Les entreprises technologiques américaines sont étroitement liées aux opérations militaires israéliennes. Leurs investissements et partenariats se sont considérablement développés depuis le début de la guerre à Gaza, qui a fait près de 50 000 morts à ce jour, certaines estimations approchant les 400 000. De nouvelles données indiquent que la collaboration entre le gouvernement israélien et les entreprises américaines s'est intensifiée. Pourtant, la plupart des Américains ignorent encore l'implication de ces entreprises, ni l'impact potentiel de cette implication sur eux. L'utilisation de l'intelligence artificielle par Israël en temps de guerre n'est pas nouvelle. En mai 2021, lors d'une offensive de 11 jours contre Gaza, l'armée israélienne a qualifié cette campagne de « première guerre mondiale de l'IA ». L'offensive s'appuyait sur des programmes de ciblage développés par l'Unité 8200, la division d'élite du renseignement israélien.

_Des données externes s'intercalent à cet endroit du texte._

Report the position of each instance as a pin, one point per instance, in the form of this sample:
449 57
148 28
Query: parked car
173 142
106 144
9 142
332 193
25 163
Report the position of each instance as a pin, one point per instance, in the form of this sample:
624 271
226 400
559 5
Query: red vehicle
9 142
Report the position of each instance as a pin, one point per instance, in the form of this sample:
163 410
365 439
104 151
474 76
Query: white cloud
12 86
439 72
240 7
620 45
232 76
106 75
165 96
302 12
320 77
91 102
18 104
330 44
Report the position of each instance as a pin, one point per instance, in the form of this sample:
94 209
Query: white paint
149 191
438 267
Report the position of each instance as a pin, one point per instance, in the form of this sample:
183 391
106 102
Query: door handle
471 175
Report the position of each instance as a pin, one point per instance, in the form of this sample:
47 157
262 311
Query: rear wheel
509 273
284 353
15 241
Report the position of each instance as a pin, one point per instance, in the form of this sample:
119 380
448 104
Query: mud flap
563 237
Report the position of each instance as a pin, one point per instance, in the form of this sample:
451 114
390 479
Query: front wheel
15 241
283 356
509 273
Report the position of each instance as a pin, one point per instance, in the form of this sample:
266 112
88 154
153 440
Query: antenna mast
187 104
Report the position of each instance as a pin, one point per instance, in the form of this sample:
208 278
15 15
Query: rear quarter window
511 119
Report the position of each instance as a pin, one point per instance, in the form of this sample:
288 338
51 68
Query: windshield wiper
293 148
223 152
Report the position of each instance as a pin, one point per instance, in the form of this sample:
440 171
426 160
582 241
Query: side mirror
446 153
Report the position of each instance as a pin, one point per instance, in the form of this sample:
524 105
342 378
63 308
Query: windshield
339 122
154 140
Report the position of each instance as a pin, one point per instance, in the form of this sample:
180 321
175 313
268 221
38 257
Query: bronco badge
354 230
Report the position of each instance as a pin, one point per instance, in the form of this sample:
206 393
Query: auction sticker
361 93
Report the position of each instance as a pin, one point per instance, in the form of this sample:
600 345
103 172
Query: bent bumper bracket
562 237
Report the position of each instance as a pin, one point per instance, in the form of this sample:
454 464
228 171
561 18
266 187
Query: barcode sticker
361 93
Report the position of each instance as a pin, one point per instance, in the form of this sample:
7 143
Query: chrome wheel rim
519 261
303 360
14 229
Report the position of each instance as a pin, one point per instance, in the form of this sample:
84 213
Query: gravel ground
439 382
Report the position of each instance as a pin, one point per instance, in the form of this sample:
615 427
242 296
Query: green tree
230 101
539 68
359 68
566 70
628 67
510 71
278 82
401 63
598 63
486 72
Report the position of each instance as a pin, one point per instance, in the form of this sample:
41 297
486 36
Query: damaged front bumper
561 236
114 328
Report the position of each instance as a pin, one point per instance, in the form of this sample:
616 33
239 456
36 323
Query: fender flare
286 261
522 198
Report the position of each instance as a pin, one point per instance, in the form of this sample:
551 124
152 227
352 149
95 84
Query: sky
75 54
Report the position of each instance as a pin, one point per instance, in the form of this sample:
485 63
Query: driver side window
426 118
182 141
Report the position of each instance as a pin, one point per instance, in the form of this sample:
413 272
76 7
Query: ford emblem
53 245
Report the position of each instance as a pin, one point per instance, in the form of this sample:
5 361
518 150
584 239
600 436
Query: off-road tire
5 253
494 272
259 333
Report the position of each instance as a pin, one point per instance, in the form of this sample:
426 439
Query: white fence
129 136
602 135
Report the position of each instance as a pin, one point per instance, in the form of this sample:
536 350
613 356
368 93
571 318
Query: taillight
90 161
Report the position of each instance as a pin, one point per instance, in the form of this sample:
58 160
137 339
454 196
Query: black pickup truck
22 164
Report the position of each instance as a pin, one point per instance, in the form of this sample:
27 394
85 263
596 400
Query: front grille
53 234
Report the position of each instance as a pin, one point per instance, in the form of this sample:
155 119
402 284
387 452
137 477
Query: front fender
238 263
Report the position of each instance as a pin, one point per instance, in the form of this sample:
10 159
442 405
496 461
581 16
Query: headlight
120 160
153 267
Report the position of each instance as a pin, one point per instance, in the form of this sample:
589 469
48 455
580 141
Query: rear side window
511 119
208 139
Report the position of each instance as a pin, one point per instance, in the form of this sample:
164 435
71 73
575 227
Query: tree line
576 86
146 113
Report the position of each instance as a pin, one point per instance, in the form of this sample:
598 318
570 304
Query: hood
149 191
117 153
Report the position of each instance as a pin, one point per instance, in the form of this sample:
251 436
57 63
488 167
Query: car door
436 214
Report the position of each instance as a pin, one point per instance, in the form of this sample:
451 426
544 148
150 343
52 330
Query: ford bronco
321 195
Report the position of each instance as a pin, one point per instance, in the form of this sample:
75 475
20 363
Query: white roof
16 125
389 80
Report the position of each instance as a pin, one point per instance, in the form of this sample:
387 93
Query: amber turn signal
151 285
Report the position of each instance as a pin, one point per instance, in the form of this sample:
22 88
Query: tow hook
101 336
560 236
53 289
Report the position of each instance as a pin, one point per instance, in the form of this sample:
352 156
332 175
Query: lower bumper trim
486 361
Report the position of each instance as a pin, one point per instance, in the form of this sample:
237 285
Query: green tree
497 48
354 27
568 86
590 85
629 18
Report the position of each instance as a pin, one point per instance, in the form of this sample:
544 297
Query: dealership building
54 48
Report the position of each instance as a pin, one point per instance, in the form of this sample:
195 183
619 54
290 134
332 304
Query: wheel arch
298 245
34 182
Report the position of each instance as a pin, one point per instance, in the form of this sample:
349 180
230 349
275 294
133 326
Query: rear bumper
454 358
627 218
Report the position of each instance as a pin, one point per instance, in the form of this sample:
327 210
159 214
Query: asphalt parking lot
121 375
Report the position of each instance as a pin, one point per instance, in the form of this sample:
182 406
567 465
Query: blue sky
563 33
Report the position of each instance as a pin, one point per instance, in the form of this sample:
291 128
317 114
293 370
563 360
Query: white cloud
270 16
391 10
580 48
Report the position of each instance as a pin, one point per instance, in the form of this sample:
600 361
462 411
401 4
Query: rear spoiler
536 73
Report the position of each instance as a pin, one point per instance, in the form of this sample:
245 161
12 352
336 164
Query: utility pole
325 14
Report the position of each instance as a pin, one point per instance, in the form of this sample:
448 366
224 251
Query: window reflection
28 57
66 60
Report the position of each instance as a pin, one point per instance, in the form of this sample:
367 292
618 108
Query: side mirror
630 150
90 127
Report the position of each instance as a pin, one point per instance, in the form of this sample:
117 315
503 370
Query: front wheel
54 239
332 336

Parmi ces programmes figuraient « Gospel » et « Alchemist », des systèmes pilotés par l'IA conçus pour analyser de vastes quantités de données et sélectionner rapidement des cibles. Ces outils n'ont pas disparu après le cessez-le-feu. Au contraire, ils ont été perfectionnés et améliorés. Le 7 octobre 2023, date à laquelle Israël a lancé sa dernière offensive, ces programmes de ciblage basés sur l'IA étaient devenus essentiels à sa stratégie militaire. De son propre aveu, l'armée israélienne s'était appuyée sur des technologies d'IA commerciales avant de développer ses propres programmes. Ces technologies provenaient de diverses entreprises américaines qui ont commencé à tisser des liens plus étroits avec l'armée israélienne. Bien que les systèmes d'IA hautement classifiés d'Israël soient souvent présentés comme le produit de son propre service de renseignement, de récents rapports de l'Associated Press suggèrent une réalité plus complexe. Selon l'enquête, l'armée israélienne a considérablement accru sa dépendance aux technologies d'IA commerciales après le lancement de sa dernière offensive contre Gaza. Parmi les conclusions les plus notables, des outils Microsoft et OpenAI auraient été utilisés pour faciliter la prise de décision sur le champ de bataille. L'ampleur de leur implication reste incertaine, mais ils semblent avoir joué un rôle dans le traitement du renseignement, l'analyse des données de surveillance et même l'éclairage des décisions de ciblage.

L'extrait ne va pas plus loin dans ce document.